Two years ago my baby brother had a stroke.
                

 I say baby because at the time he was only 47. He was very young.
Before March 15th 2010, I thought primarliy older people had them. I knew young people had them, but no one really talked much about it. I had heard about mini-strokes or TIA's, but not massive strokes.  


I spent all day in the garden and had gone up to change when my brother, Rob called to tell me that Dave had had the stroke. He was being air lifted to Waco from his small town. I knew immediately that this had to be more than a TIA if he was being air lifted. I frantically called my husband and daughter to see where they were so we could head down to Waco. 
It was one of those - I can't get my fingers to dial a phone number kind of moments. 
Turns out my husband was sitting in the driveway talking on the phone. 
I changed out of my gardening overalls and we hopped into the car. If I had taken a moment to think about it, I would have realized that I should have taken a change of clothes and some toiletries, but I really wasn't thinking.
My brothers and I lost both of our parents by the time I was 17 years old. We endured severe trials together so we are really close. 

 
Dave was a teacher (he can no longer teach), an avid DIYer, and a junker. 
We talked all the time. He was my go-to person for venting or laughing about school stuff and thrifty finds.
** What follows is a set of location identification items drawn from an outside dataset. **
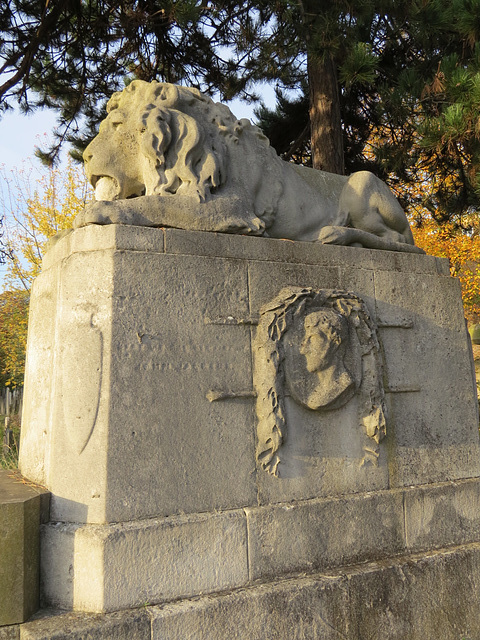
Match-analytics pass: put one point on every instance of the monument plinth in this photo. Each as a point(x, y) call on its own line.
point(144, 425)
point(251, 437)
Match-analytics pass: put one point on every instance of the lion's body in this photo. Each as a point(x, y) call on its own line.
point(169, 156)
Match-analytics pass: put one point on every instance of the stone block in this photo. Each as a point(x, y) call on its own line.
point(318, 534)
point(433, 429)
point(111, 567)
point(442, 515)
point(425, 597)
point(21, 512)
point(56, 625)
point(297, 610)
point(134, 340)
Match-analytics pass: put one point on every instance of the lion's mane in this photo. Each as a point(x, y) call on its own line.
point(185, 137)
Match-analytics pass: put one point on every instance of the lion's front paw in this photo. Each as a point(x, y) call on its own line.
point(110, 212)
point(333, 235)
point(99, 212)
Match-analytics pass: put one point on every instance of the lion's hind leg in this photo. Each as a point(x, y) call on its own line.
point(368, 204)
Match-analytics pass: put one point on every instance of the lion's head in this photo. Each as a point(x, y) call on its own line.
point(160, 138)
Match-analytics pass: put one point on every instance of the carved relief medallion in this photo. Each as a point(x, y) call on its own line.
point(321, 348)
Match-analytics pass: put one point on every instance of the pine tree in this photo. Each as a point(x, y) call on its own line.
point(399, 79)
point(71, 55)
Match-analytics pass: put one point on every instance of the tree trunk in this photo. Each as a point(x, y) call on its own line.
point(325, 120)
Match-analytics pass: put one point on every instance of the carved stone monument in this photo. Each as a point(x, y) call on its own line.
point(247, 437)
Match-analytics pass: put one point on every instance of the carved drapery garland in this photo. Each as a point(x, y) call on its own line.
point(269, 354)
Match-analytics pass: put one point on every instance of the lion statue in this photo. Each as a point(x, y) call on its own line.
point(169, 156)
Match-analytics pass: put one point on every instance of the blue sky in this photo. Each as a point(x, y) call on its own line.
point(19, 134)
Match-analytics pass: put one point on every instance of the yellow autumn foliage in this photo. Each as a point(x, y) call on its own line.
point(35, 210)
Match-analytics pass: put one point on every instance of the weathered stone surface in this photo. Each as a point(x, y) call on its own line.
point(434, 424)
point(297, 610)
point(187, 146)
point(133, 366)
point(323, 452)
point(21, 511)
point(111, 567)
point(273, 250)
point(442, 515)
point(318, 534)
point(126, 625)
point(149, 410)
point(10, 632)
point(419, 597)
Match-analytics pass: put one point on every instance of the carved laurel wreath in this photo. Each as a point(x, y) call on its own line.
point(276, 318)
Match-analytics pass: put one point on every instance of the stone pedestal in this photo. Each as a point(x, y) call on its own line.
point(139, 417)
point(23, 508)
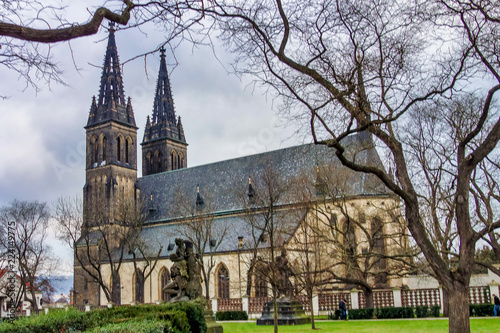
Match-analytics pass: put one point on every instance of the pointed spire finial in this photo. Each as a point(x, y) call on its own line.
point(111, 103)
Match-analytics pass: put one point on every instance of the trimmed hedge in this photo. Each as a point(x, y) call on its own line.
point(178, 318)
point(366, 313)
point(389, 312)
point(231, 315)
point(136, 326)
point(55, 321)
point(334, 315)
point(392, 312)
point(422, 311)
point(481, 310)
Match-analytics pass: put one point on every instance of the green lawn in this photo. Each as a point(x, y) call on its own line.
point(376, 326)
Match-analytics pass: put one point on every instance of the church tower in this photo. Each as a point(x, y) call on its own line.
point(164, 146)
point(111, 167)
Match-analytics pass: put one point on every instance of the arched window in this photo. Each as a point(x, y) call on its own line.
point(127, 144)
point(380, 264)
point(158, 164)
point(149, 163)
point(260, 286)
point(172, 159)
point(95, 153)
point(223, 281)
point(119, 149)
point(104, 149)
point(115, 287)
point(164, 280)
point(139, 286)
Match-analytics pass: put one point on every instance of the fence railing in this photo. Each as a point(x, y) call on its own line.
point(355, 299)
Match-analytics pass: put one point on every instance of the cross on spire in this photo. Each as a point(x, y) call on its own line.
point(164, 123)
point(111, 103)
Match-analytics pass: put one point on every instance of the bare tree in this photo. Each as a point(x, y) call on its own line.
point(33, 254)
point(200, 228)
point(101, 244)
point(344, 67)
point(271, 225)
Things were very serious when we got to the hospital. He had a major stroke affecting the left side of his brain. It affects movement on the right side, but it also can damage speech. We wouldn't know about cognition, memory and other things for a while. 
He was not out of the woods, so to speak, for about 4 days and it would be a while before we would know about any long term disabilities. 
A thoughtful hotel in Waco supplied us all with toiletries when we got to it at two in the morning. 
I remember how kind they were to us. I tear up thinking about it. 
That kindness at a moment when we really needed it, still ministers to me. 
I don't remember much about the next 4 days, but a couple of things stand out. 
I remember being thankful that this happened 30 minutes after Dave parked the school bus after his route.
I was also thankful for the outpouring of the small town they had moved to.

Bill had to go back to work but Bekah came to stay with me. She was unable to find a job at the time, a blessing because I needed her strength and support. One of the joys in having adult children is seeing them rise up to the occasion when roles are reversed.  
I kept waiting for a miraculous awaking like you see on the T.V. but that did not happen. He woke up, but his recovery seemed very slow. It was a least a week before we knew that he even knew who we were. 
Miraculously he was able to get up within a week but he was a slow getting around. 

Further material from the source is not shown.